Manage your Data and do Feature Engineering
The Files section, and the Feature Engineering section of the Workbench is where you import, manage, and transform raw data into valuable features to enhance machine learning models, enabling efficient data preparation and preprocessing.
The data used to set up your recommender will likely consist of historical information. Whether offers that have been taken up by clients, and/or characteristics of the client at the point they were presented with offers.
Add Data
In the Data and Features section of the Workbench, you will find Manage Files. Here, you will be able to add, view, delete and download the data files available for you to build predictions with.
Upload Data
To upload a file of your own, select + Upload File.

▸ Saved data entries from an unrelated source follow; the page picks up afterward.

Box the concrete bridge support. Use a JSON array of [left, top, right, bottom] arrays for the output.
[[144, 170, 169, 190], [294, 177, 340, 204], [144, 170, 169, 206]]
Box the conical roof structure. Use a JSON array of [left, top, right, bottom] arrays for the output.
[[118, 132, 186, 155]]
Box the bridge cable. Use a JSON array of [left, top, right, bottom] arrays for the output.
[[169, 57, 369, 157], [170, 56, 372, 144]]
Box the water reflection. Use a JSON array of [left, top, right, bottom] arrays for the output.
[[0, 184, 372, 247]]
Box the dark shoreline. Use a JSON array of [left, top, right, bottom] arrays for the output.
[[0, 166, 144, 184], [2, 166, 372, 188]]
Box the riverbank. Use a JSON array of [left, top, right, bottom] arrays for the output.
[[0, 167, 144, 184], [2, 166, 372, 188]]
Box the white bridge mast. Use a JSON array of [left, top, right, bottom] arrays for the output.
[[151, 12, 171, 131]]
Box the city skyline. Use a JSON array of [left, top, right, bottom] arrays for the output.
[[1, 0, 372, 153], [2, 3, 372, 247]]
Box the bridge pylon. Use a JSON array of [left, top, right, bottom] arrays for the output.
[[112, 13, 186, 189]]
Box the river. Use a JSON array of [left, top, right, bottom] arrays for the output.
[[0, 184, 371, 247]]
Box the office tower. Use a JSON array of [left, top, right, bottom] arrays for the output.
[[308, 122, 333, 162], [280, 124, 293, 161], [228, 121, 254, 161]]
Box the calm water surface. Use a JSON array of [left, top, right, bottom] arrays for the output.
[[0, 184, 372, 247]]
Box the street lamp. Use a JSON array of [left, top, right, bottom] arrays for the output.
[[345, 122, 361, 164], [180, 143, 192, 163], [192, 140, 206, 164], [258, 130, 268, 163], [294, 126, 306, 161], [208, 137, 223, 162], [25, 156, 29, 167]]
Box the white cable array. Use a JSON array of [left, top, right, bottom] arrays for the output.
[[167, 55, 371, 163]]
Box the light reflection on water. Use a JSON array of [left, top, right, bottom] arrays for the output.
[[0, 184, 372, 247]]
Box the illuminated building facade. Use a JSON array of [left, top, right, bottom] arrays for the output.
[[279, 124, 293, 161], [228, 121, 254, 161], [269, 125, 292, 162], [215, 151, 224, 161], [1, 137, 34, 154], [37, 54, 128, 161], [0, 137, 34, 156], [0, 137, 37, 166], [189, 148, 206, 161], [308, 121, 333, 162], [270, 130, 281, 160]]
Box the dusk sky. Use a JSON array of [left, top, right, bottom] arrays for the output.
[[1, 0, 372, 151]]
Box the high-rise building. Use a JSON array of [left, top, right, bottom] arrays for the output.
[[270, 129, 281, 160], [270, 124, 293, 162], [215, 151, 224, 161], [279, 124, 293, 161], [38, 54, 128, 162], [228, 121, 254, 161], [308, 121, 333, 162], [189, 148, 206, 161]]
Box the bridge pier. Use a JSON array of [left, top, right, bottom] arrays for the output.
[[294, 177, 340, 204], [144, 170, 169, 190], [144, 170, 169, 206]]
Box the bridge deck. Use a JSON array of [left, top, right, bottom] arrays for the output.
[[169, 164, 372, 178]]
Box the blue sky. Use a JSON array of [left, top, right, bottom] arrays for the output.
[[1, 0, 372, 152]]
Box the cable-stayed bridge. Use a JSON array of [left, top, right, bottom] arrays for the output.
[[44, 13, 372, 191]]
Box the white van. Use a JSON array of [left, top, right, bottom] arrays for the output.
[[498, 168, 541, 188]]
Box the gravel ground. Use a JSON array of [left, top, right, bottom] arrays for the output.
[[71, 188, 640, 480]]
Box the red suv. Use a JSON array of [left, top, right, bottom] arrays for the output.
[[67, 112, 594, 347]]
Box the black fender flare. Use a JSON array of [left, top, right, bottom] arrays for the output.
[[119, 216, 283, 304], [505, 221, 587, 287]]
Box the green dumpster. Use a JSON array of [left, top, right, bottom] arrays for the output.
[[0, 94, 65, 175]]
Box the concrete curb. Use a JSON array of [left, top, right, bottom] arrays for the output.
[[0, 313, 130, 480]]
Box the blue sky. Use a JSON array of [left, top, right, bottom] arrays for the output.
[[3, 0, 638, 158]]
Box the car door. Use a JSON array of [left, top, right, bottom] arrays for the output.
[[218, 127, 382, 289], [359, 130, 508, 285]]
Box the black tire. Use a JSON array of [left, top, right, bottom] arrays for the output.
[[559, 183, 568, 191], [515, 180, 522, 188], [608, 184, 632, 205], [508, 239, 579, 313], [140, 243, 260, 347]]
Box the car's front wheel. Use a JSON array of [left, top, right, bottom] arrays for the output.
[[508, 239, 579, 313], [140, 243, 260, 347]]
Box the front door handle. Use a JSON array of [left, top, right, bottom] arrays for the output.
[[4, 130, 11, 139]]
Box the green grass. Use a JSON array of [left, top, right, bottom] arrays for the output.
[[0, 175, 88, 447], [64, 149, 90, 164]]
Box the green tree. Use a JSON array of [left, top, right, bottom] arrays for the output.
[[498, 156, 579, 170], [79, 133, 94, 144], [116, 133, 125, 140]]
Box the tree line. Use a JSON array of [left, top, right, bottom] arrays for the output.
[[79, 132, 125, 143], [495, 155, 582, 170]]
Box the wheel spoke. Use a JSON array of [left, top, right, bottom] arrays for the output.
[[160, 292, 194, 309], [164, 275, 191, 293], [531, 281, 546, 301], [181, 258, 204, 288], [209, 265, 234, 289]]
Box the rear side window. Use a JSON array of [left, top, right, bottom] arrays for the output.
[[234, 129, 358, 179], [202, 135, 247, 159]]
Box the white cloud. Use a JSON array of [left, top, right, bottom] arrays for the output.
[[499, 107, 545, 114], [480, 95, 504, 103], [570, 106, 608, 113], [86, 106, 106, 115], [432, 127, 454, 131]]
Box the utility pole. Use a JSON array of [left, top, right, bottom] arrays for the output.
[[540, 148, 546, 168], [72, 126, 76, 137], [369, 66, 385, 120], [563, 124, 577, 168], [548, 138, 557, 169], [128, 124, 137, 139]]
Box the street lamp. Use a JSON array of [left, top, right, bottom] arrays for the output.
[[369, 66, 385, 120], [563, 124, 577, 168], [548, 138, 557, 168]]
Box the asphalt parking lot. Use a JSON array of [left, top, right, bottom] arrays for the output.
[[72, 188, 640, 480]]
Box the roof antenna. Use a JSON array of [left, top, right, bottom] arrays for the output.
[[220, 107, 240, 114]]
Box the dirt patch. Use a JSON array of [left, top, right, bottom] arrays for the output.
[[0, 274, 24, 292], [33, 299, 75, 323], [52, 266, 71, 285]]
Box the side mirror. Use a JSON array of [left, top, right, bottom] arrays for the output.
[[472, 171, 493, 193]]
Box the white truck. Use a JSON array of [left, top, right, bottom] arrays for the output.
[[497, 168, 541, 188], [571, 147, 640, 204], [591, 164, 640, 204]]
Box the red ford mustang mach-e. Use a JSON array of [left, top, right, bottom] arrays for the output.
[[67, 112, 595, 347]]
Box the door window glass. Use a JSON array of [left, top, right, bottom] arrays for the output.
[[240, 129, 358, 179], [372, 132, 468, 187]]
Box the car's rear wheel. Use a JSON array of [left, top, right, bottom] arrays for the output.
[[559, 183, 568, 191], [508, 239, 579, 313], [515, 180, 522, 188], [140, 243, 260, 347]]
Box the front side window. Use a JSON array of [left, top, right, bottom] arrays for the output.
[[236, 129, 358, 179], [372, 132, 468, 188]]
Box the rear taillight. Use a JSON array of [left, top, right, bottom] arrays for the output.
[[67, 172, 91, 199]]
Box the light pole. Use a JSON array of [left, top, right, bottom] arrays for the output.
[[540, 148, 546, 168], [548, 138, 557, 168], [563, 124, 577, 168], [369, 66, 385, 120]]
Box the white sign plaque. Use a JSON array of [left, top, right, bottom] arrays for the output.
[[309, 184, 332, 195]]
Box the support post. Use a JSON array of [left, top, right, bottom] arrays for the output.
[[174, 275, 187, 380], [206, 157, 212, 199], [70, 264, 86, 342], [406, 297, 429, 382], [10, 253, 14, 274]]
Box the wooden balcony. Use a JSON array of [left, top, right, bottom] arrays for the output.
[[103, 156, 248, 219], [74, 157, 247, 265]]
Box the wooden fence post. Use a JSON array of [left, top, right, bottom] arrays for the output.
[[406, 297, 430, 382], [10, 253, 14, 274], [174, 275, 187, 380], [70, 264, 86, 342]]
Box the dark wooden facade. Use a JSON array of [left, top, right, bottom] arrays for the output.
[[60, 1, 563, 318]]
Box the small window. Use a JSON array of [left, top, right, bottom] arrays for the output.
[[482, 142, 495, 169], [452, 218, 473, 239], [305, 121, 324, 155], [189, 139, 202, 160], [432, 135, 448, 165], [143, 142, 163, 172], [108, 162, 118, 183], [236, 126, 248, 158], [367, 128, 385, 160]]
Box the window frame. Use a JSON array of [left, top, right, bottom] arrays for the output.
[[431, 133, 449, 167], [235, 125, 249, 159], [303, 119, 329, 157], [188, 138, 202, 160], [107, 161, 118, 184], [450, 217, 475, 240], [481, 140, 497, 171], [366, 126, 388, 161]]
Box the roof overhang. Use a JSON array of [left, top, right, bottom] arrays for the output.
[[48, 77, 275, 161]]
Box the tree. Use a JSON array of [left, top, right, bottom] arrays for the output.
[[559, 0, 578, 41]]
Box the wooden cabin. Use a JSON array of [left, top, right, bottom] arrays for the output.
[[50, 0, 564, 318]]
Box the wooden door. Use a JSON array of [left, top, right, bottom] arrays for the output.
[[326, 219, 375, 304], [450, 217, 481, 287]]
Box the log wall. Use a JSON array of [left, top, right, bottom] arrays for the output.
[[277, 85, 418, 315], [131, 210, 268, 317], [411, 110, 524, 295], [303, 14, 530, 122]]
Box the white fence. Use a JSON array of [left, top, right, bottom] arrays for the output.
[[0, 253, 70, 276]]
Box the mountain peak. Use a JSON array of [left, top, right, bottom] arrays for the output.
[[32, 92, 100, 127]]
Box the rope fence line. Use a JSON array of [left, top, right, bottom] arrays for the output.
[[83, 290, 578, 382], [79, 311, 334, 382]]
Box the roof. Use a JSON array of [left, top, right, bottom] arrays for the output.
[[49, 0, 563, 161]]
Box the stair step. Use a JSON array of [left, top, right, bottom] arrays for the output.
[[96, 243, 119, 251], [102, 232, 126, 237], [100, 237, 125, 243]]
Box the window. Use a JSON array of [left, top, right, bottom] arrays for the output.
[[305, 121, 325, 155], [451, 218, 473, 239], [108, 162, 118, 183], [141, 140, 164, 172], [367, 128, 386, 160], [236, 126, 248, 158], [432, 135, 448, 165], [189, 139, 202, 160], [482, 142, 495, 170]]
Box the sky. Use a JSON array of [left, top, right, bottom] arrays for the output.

A section will open below the files list where you can input the details of your upload. Files must be uploaded in either CSV or JSON format. Upload and then refresh, the file will appear in your files list.
Download Data
To download a file, click on the file name. A section will open up where you can view the details of your download. Click Download and select your download location.
Delete Data
To delete a file, click Delete to the right of the file name. Deleting a file from here will remove the file from all projects whether active or inactive!
Connect a Database
In the Data and Features section of the Workbench, you will find Feature Engineering. Add a database using connection strings with the Presto Data Navigator.
If you have your own database, you can connect it here. This database access option uses the Presto Worker in the platform. Add a Connection path, similar to this example: local/master?user=admin
. Then write a SQL statement to extract the data you want, similar to this example:select * from master.bank_customer limit 2
. Then click Execute.
Ingest Data
Ingest data to be used in your projects with the Ecosystem Data Navigator. Once data has been added to the Platform it must be ingested into a specified database and collection.
Add a Database
You can either select a database and ingest your file into it, or create a new database by selecting + Add Database.

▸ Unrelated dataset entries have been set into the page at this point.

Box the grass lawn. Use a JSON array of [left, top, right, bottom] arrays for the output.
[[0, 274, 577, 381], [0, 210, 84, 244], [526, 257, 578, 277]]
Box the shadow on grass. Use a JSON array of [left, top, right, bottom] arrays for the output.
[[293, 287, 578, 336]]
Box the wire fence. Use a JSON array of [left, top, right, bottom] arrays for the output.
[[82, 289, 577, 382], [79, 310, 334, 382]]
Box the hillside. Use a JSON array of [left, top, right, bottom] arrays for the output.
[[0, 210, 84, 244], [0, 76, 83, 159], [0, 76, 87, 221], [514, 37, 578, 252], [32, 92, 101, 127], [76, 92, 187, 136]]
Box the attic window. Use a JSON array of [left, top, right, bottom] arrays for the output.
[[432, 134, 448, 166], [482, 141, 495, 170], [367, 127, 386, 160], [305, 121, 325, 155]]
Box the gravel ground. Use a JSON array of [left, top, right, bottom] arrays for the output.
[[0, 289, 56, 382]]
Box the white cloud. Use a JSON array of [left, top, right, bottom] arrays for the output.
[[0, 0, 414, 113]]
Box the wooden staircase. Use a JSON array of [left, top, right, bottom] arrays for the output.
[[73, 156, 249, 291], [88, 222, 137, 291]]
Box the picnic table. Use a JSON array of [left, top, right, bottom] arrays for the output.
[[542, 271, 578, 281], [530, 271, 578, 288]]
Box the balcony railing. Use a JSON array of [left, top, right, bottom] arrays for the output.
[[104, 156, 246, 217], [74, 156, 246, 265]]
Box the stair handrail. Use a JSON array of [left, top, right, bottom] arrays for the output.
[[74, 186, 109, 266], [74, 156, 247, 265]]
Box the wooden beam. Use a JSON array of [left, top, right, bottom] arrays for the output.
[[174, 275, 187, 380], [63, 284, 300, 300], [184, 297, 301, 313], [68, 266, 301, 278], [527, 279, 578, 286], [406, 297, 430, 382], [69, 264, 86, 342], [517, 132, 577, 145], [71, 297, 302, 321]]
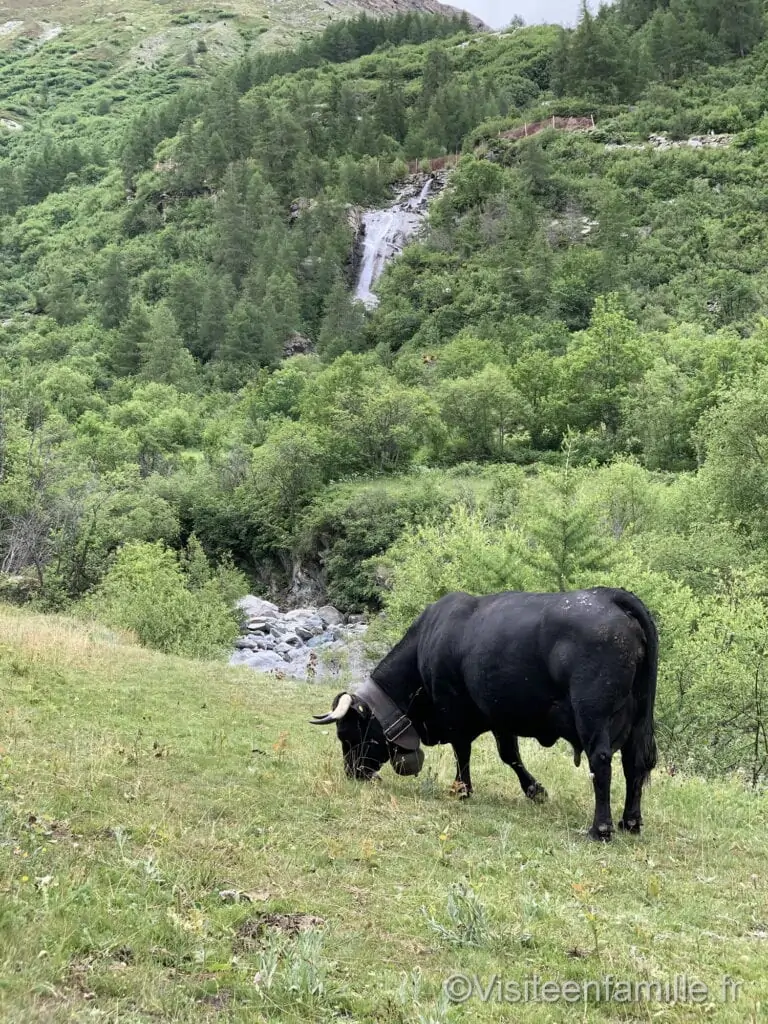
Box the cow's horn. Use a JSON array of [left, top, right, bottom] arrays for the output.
[[309, 693, 354, 725]]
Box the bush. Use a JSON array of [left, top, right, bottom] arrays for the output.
[[370, 505, 533, 638], [80, 539, 242, 658], [297, 478, 456, 610]]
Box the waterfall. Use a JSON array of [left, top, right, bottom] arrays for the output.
[[353, 174, 439, 309]]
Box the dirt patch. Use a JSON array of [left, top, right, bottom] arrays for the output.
[[218, 887, 271, 903], [25, 813, 79, 843], [498, 116, 595, 141], [196, 988, 232, 1010], [36, 22, 62, 43], [567, 946, 592, 958], [235, 912, 325, 948]]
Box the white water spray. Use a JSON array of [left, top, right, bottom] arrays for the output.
[[354, 176, 436, 309]]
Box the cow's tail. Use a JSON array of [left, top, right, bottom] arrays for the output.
[[612, 589, 658, 782]]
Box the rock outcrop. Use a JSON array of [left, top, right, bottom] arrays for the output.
[[341, 0, 486, 30], [230, 595, 371, 682], [605, 133, 734, 152]]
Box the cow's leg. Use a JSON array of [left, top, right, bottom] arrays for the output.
[[618, 730, 655, 833], [449, 741, 472, 798], [583, 729, 614, 841], [617, 746, 644, 833], [495, 733, 548, 803]]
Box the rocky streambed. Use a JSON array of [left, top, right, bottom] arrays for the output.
[[229, 596, 372, 682]]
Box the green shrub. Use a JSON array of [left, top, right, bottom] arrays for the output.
[[297, 477, 456, 610], [81, 539, 242, 658], [370, 505, 533, 638]]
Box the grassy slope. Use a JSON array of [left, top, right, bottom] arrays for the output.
[[0, 605, 766, 1022]]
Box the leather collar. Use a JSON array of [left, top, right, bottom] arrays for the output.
[[352, 678, 422, 751]]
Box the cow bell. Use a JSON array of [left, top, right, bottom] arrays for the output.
[[390, 745, 425, 777]]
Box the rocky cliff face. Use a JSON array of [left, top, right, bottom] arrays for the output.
[[328, 0, 487, 30]]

Add a unique database name related to your project. Click the Database button to the left of the input field to create it.

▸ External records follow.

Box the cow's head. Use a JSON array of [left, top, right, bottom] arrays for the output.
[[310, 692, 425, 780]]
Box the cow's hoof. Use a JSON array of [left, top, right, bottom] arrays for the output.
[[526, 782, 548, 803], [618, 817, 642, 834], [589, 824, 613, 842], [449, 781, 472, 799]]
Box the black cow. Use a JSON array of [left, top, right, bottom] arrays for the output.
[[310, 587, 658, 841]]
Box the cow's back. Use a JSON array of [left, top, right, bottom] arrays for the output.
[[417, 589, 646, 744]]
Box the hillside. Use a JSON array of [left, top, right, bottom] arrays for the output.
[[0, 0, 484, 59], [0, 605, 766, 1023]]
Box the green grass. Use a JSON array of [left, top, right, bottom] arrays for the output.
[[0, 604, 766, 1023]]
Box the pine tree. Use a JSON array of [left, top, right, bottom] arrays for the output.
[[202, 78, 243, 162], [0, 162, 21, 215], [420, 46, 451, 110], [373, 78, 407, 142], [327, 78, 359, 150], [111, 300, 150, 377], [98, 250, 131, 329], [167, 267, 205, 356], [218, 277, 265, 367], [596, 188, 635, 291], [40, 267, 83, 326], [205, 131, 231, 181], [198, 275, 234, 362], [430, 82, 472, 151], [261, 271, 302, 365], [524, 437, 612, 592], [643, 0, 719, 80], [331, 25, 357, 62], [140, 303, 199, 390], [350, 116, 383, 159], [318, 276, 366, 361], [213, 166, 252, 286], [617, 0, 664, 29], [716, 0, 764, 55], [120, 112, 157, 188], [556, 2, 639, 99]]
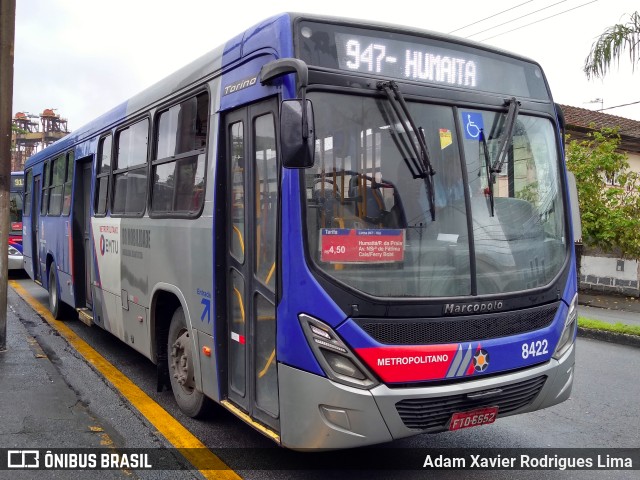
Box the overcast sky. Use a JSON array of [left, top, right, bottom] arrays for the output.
[[12, 0, 640, 130]]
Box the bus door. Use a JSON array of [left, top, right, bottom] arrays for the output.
[[224, 99, 280, 431], [31, 174, 42, 283], [72, 159, 93, 307]]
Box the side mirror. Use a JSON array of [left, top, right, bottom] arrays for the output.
[[281, 99, 315, 169], [260, 59, 315, 169]]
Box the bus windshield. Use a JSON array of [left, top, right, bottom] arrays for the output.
[[10, 191, 23, 234], [304, 91, 567, 297]]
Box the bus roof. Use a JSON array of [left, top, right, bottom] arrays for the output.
[[24, 12, 544, 168]]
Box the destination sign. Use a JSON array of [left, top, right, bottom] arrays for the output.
[[297, 21, 550, 100], [336, 33, 478, 88], [11, 176, 24, 190]]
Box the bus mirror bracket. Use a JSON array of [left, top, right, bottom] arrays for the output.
[[555, 103, 566, 151], [261, 58, 315, 168]]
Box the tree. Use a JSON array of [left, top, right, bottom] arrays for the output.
[[584, 12, 640, 79], [566, 127, 640, 259]]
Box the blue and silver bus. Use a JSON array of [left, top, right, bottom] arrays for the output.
[[9, 171, 25, 270], [22, 13, 578, 449]]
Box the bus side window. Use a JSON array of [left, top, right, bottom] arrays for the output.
[[62, 151, 74, 216], [41, 161, 50, 216], [24, 170, 33, 216], [113, 119, 149, 216], [95, 135, 112, 216], [151, 91, 209, 215], [48, 154, 66, 216]]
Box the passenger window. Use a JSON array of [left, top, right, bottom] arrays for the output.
[[62, 151, 74, 216], [41, 161, 50, 216], [48, 154, 65, 216], [113, 119, 149, 215], [95, 135, 112, 216], [151, 92, 208, 215], [24, 170, 33, 216]]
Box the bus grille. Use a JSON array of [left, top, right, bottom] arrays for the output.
[[356, 302, 558, 345], [395, 375, 547, 430]]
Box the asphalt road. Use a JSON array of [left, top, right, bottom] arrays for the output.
[[7, 275, 640, 479]]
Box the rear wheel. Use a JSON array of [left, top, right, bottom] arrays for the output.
[[48, 263, 62, 319], [168, 306, 209, 418]]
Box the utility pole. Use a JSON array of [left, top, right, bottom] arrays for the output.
[[0, 0, 17, 351]]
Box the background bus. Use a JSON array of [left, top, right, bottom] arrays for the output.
[[22, 13, 578, 450], [8, 171, 24, 270]]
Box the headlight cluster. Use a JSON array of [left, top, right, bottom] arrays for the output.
[[299, 314, 378, 389], [8, 245, 22, 256], [553, 293, 578, 359]]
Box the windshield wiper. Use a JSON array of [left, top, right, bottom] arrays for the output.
[[479, 128, 495, 217], [377, 81, 437, 221], [490, 97, 521, 183]]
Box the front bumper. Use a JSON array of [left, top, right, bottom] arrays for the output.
[[278, 343, 574, 450]]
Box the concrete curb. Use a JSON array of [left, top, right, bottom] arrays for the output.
[[578, 327, 640, 348]]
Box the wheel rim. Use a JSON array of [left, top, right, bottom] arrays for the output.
[[170, 329, 195, 393]]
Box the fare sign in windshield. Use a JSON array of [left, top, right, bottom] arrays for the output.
[[320, 228, 405, 263]]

Once your database has been created, refresh the database list and click into it.
Ingest Collections
To ingest your file as a new collection inside your chosen database, select + Ingest Collection.
Select your file from the file list. You will see the file name appear above the Ingest: input field. Either copy this name or choose a unique one related to your project, then click Ingest to the left of the input.
Find & Export Collections
Once data has been ingested, it must be put into a format in which it can be used by machine learning algorithms. In order to do this, export your Collection to the ecosystem platform. You can then create a feature store from the exported data. Refresh the page if your Collection has not yet appeared on the list. Find your Collection. Using the Options dropdown to the right of your collection name, click Export.
View and edit the details of your export. Most of the settings in this tab can remain default. If you are unsure of how much data to export, leave the Number to Export as 0 to export it all. Click Export.